By John M. Glionna
August 04, 2014
The federal Bureau of Land Management's rocky relationship with local authorities in the West was exacerbated by a standoff with armed volunteers at Cliven Bundy's Nevada ranch. (Francine Orr / Los Angeles Times)
James Perkins sees the federal Bureau of Land Management more as a belligerent occupying army than a government agency serving U.S. citizens, including those like him in south-central Utah.
Perkins is the sheriff of Garfield County, a rural bastion the size of Connecticut with only 5,500 residents, where 90% of the land is maintained by the BLM. The relationship between local law enforcement and often heavily armed federal officers has always been tense, and now threatens to reach a breaking point.
He and others attribute the deteriorating relations to what he calls BLM's culture of elitism, which provoked Garfield County to join two other Utah counties this year to pass a resolution restricting or banning federal law enforcement within their borders.
"I don't know any sheriff who doesn't want a good relationship with the BLM," he said. "We're a rural agency and we'd like a partnership, but it seems they have a hard time recognizing our authority.
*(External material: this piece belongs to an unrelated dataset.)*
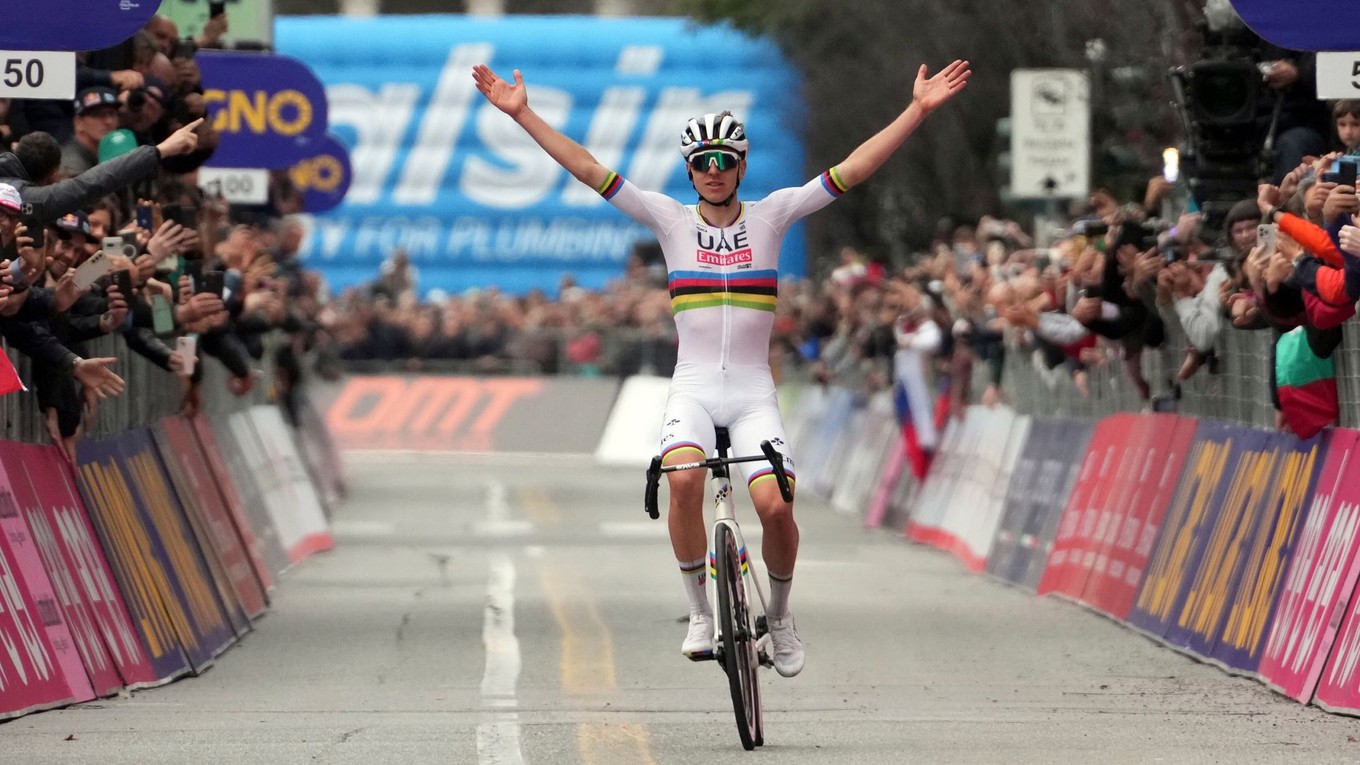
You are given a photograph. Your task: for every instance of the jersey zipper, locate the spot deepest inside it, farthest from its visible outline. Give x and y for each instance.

They'd rather be independent."
The BLM has faced a string of challenges. In April, it called off a cattle roundup after rebellious Nevada rancher Cliven Bundy was backed by an armed citizen militia that stood its ground with semiautomatic weapons. The BLM looked, in turns, overzealous and ineffectual.
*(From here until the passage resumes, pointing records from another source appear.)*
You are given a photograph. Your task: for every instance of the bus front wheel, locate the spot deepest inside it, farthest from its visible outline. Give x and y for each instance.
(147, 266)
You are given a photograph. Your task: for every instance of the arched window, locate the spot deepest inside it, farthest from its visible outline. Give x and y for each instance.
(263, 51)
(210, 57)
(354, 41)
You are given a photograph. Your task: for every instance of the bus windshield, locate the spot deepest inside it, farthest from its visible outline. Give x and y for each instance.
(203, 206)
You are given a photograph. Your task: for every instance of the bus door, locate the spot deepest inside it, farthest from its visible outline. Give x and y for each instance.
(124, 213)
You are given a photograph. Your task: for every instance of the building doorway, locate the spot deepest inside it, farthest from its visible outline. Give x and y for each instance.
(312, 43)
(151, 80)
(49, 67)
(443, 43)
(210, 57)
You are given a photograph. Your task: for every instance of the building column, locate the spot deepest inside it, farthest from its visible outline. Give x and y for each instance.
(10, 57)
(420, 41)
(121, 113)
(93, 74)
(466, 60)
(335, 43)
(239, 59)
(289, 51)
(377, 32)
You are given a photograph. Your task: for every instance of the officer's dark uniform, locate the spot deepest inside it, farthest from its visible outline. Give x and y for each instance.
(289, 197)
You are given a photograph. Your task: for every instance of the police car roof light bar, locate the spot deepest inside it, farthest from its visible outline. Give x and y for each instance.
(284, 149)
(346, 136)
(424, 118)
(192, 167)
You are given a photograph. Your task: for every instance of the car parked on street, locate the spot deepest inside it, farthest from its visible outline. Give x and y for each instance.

Then, in May, citizens of rural San Juan County in Utah staged a protest, driving all-terrain vehicles into a canyon the BLM had closed to such traffic.
BLM officials say they're trying to manage a mammoth swath of the West as best they can while seeking common ground with local authorities. In some of those states, though, BLM workers have felt so threatened that they patrol in unmarked vehicles, without uniforms.
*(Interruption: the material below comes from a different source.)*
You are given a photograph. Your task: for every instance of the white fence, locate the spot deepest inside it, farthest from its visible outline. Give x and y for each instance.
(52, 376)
Perkins and others recently addressed a House public lands subcommittee that was collecting testimony about concerns over the BLM, including claims about bullying ranchers and refusing to respond to emergency calls.
They didn't mince words.
"Over the past decade or so we have observed and experienced a militarization of BLM's officers," said Leland Pollack, a Garfield County commissioner. "Right or wrong, some equate BLM's law enforcement operations to the Gestapo of the World War II era."
BLM officials in Washington call the claims "vague and inaccurate."
"The agency is not elitist," said Bob Abbey, who led the BLM from 2009 until 2012. "Everything the BLM does is based on public input or a direction from the courts, so it's frustrating to hear criticism like this. The way I see it, we have much more in common with local law enforcement than differences, but we've allowed those differences to block pursuing common goals."
Perkins testified that he has a good working relationship with other federal agencies such as the FBI and National Park Service, but not the BLM. In recent months, he said, the BLM has refused to renew law enforcement contracts with several Utah counties, citing legal deficiencies.
In an interview, he described an incident this year in which a county detective was investigating whether a BLM officer had failed to report a traffic accident, as required by law.
"I was told by the chief of BLM law enforcement in Utah that we had no right to investigate one of his officers and that the matter should have been turned over to their internal affairs division," Perkins said. "When I'm told by the federal government that I don't have the authority to investigate crimes in my county, well, that's just troublesome to me."
He said his county, which includes most of Bryce Canyon National Park and parts of Canyonlands, Capitol Reef and Grand Staircase-Escalante National Monument, has spent more than $70,000 this year assisting federal officials with search-and-rescue operations. "Yet we've not seen one penny from them," he said. "There have been times when we can't even get them to come out and assist us."
Rep. Chris Stewart (R-Utah) told the House subcommittee that televised images of the BLM's tense, heavily armed standoff with Bundy "looked like they were taken in Afghanistan or Iraq rather than the American West."
In an interview, Stewart said the incident could have been avoided if federal officials had allowed the sheriff to take charge.
"They're just more morally justified to intervene — these local sheriffs know people in the community and are more aware of what's going on with them," he said. "They're also going to be held accountable more than federal agents who don't live in the community and don't have to answer to the people there."
Stewart, who has concerns about the weapons carried by many federal officers, has sponsored a bill to demilitarize federal regulatory agencies.
"Nobody is trying to take away weapons from BLM law enforcement people, but some of these regulatory agencies have SWAT teams or what they call special-event tactical units," Stewart said. "When I asked when these agencies deploy their units, I was told they couldn't answer that. This isn't the CIA or FBI. Why can't they tell the American people their rules of engagement?"
Abbey said the BLM can do its part to bridge the divide with sheriffs.
"I've always said that it's important for BLM people to get out into the field," he said. "You can't do your job by sitting behind a desk and wait[ing] for someone to come in with a complaint. There is a real need for better local relationships."
But Perkins isn't sure whether the wounds can be healed.
"We just have to respect each other," he said. "These people can't just come in and think they're going to walk over local authorities. That doesn't do anybody any good."